Амнет подался вперед, чтобы королевское брюхо не мешало видеть, как Жерар жует собственную бороду. Нельзя сказать, чтобы вид растерянного магистра доставлял Томасу удовольствие, во всяком случае не чрезмерное. После того как армия Саладина прошла через эту местность, травы здесь осталось не густо. Все источники были вытоптаны и сейчас досыхали на солнце илистыми лужицами. В этой долине не было места для лагеря, не будет его здесь и через год.

Не собирается ли король Ги отложить преследование Саладина на этот срок? Похоже, что он на это способен.

Тамплиеры наняли эту армию для Ги — двадцать тысяч конных рыцарей из Англии и Франции — на остатки тех денег, что король Генрих заплатил рыцарским Орденам за отпущение греха — участие в убийстве Томаса Бекета, архиепископа Кентерберийского. Как Ги и опасался, для того чтобы собрать такую армию, пришлось взять каждого второго воина Иерусалима и других христианских твердынь на Востоке. У Франции уже никогда не хватит сил послать такую мощную армию в эту далеко не святую землю. Чтобы предвидеть это, Амнету даже не нужно было прибегать к своему пророческому дару.

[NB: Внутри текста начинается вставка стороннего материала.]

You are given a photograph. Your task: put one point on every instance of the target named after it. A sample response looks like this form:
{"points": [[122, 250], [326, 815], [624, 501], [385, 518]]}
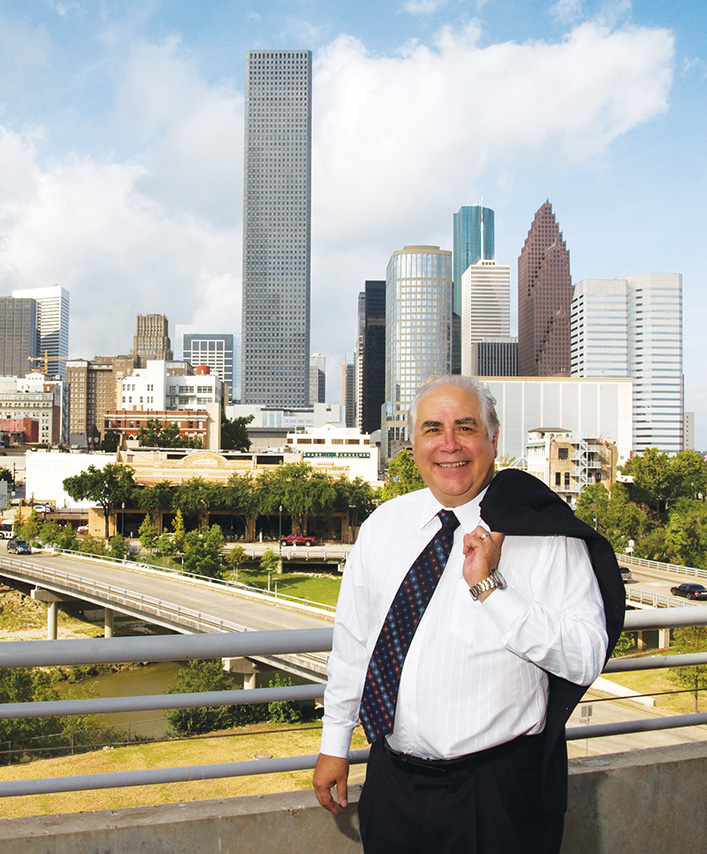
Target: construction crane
{"points": [[46, 358]]}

Как самопровозглащенный Защитник Креста, король Ги настоял на том, чтобы его армия несла с собой талисман — обломок Святого Креста. Он хранился в раке из золота и хрусталя и был выставлен на обозрение каждого рыцаря, когда армия, огибая Голгофу, покидала Иерусалим. Сам Амнет не выбрал бы эту дорогу, отправляясь в поход против врага, в пять раз превосходящего их численностью. Теперь рака с Крестом путешествовала на седле самого сильного и храброго рыцаря. А когда этот человек чувствовал, что бремя чести слишком тяжко для его смиренной души — и для затекающих от тяжести груза бедер, — он передавал ее другому, более достойному.

Амнет дважды отвергал эту честь.

Однако в эти дни ожидания ему удалось приблизиться к шкатулке в походной часовне. Вечером, когда никто не видел, он отогнул полог, поднял крышку и прикоснулся к сухой древесине. Амнет готовился испытать трепет, чувство могущества, подобное тому, что приходило к нему из Камня. Но ощущения были не сильнее тех, что возникают от прикосновения к столу в трапезной или столбам забора. Пульсация соков некогда живого дерева — это он испытывал, дотрагиваясь до любой древесины.

Но агония Господа Нашего? Стыд только что срубленного дерева, которое держало Его на себе? Страдания Бога при виде Сына своего, принесенного в жертву? Ничего этого не помнила щепка. Иначе Амнет почувствовал бы.